I’m surprised that this close to the November elections neither party has opted for the tried-and-true tradition of scapegoating Hollywood indecency for easy votes. Maybe the politicians think that ploy has been used up after Janet Jackson’s wardrobe malfunction. In case they do bring it up, however, Kirby Dick has put together a potent argument against censorship in general (with some troubling reservations) and the current system set up by the MPAA in particular. He does fall for the current documentary trend of turning a blind eye to the opposition. (So the MPAA wouldn’t talk — was Michael Medved too busy?) But he makes up for that by pulling off a brilliant bit of post-modernist self-reflexivity. Maybe that’s a carryover from his previous effort, Derrida (2002).

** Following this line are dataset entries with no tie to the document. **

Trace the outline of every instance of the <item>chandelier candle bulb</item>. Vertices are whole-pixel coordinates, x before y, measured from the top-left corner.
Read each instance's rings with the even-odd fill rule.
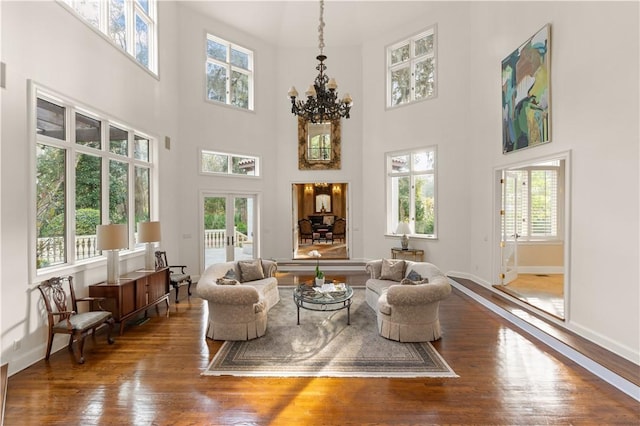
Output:
[[[288,93],[290,98],[297,98],[298,97],[298,91],[296,90],[296,86],[291,86],[291,89],[289,89],[289,93]]]
[[[336,90],[338,88],[338,83],[336,83],[335,78],[329,79],[329,84],[327,84],[329,90]]]
[[[316,89],[315,87],[313,87],[313,84],[309,86],[309,88],[305,92],[305,95],[307,95],[308,98],[313,98],[316,96]]]

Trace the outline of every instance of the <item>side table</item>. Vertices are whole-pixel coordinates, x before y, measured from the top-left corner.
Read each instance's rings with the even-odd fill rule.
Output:
[[[400,247],[394,247],[391,249],[391,258],[413,260],[414,262],[424,262],[424,250],[412,248],[403,250]]]

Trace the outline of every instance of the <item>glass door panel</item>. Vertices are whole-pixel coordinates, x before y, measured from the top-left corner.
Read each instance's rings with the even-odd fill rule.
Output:
[[[255,223],[255,197],[236,195],[233,197],[233,260],[253,259],[254,248],[254,223]]]
[[[255,257],[254,195],[207,194],[202,206],[204,269],[214,263]]]
[[[501,284],[518,278],[518,175],[509,171],[502,179],[502,238],[500,252],[502,262]]]
[[[204,213],[204,269],[227,260],[227,197],[206,196]]]

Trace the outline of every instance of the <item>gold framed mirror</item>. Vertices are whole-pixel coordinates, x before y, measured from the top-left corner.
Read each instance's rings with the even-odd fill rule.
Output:
[[[340,169],[340,120],[311,123],[298,117],[298,169]]]

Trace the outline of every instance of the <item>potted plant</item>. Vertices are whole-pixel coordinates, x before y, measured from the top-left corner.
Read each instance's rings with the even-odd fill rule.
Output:
[[[322,257],[322,255],[318,250],[312,250],[309,252],[309,256],[316,258],[315,283],[316,287],[322,287],[322,285],[324,284],[324,272],[320,270],[320,257]]]

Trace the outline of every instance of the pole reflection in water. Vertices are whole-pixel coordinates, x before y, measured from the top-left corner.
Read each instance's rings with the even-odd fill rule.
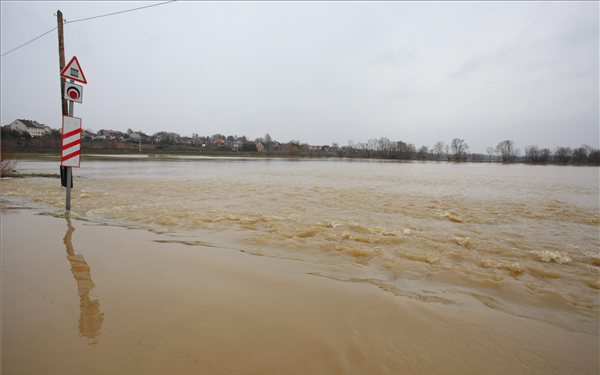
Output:
[[[87,337],[89,344],[96,344],[96,336],[100,334],[104,314],[100,312],[100,300],[90,298],[90,292],[94,288],[94,282],[90,274],[91,268],[83,258],[83,255],[75,254],[71,237],[75,228],[71,224],[71,216],[67,212],[67,233],[63,242],[67,249],[67,259],[71,263],[71,272],[73,278],[77,281],[77,290],[79,292],[79,334]]]

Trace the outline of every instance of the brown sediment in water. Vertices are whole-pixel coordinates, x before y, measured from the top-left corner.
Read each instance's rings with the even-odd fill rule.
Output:
[[[344,276],[354,265],[29,210],[2,211],[1,245],[7,375],[599,371],[597,332]]]

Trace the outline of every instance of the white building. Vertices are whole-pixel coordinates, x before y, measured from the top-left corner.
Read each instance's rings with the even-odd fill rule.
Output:
[[[21,133],[29,133],[31,137],[41,137],[43,135],[52,133],[52,129],[50,129],[50,127],[33,120],[18,119],[10,123],[8,128]]]

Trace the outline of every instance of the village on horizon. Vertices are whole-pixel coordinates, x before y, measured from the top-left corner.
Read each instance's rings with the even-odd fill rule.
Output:
[[[12,139],[13,148],[21,152],[48,152],[52,149],[52,140],[60,139],[60,130],[35,120],[16,119],[2,126],[3,143],[6,138]],[[30,140],[48,140],[46,142],[26,142]],[[84,148],[94,151],[123,152],[246,152],[266,155],[309,156],[309,157],[348,157],[348,158],[382,158],[398,160],[435,160],[435,161],[488,161],[488,162],[524,162],[531,164],[579,164],[600,165],[600,149],[582,145],[578,148],[557,147],[554,150],[538,147],[525,147],[524,153],[515,148],[513,141],[504,140],[496,146],[487,148],[487,153],[469,153],[469,145],[463,139],[455,138],[446,144],[436,142],[428,146],[415,147],[404,141],[391,141],[382,137],[369,139],[366,142],[349,141],[346,146],[333,142],[331,145],[308,145],[297,140],[282,143],[272,139],[267,133],[264,137],[248,139],[246,136],[214,134],[191,137],[181,136],[174,132],[160,131],[147,135],[141,131],[128,129],[120,132],[112,129],[101,129],[97,133],[84,129],[81,133]],[[25,141],[25,142],[23,142]]]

Dick wheels out the usual suspects — film historians, civil-rights lawyers, aggrieved filmmakers — to make the familiar case against the ratings system cooked up by Jack Valenti, the recently resigned president of the Motion Picture Association of America, back in 1968. What’s wrong with the ratings system? Major studios monopolize it and use it as a club to beat down the competition of independents. It’s a sop to fundamentalist religious interests. It punishes sex more than violence, and gay sex more than the straight kind. (Dick gets himself in trouble here, suggesting that maybe the censorship of violence is okay and implying that censorship is not the problem but rather who gets to make the rules.) Its standards are capricious and absurd and inconsistent. And though the ratings board itself is supposed to comprise a broad spectrum of parents of non-adult children, it remains anonymous and unaccountable for its decisions.
That last complaint inspires one of the film’s blither devices. What if someone could track the board members down? Dick hires a dick, a PI who (coincidence?) is the antithesis of what the MPAA and their sponsors regard as normal family values. Becky Altringer and her partner Cheryl run Ariel Investigations, a mom-and-mom detective agency that includes Cheryl’s teenage daughter Lindsey as a cub field agent. They don’t look very formidable as they fumble in a photography shop for spy equipment. But what they lack in finesse they make up for in determination. And charm: Becky is like a lesbian Michael Moore with more innocence and less attitude.
This pursuit of the identities of the board members intercuts testimonials from the likes of director John Waters (very funny as usual) and writer Jon Lewis (whose provocative theories in Hollywood vs. Hardcore get short shrift). It provides narrative momentum and human interest. At times it appears to be staged. But Dick embraces the artifice. The title refers to the fact that the film itself, as part of the film, was submitted to the MPAA for a rating; it got an NC-17. The finished version remains unrated. By the end, viewers might not be as outraged about censorship as Dick is, but they can share his delight in constructing this Möbius strip of a film.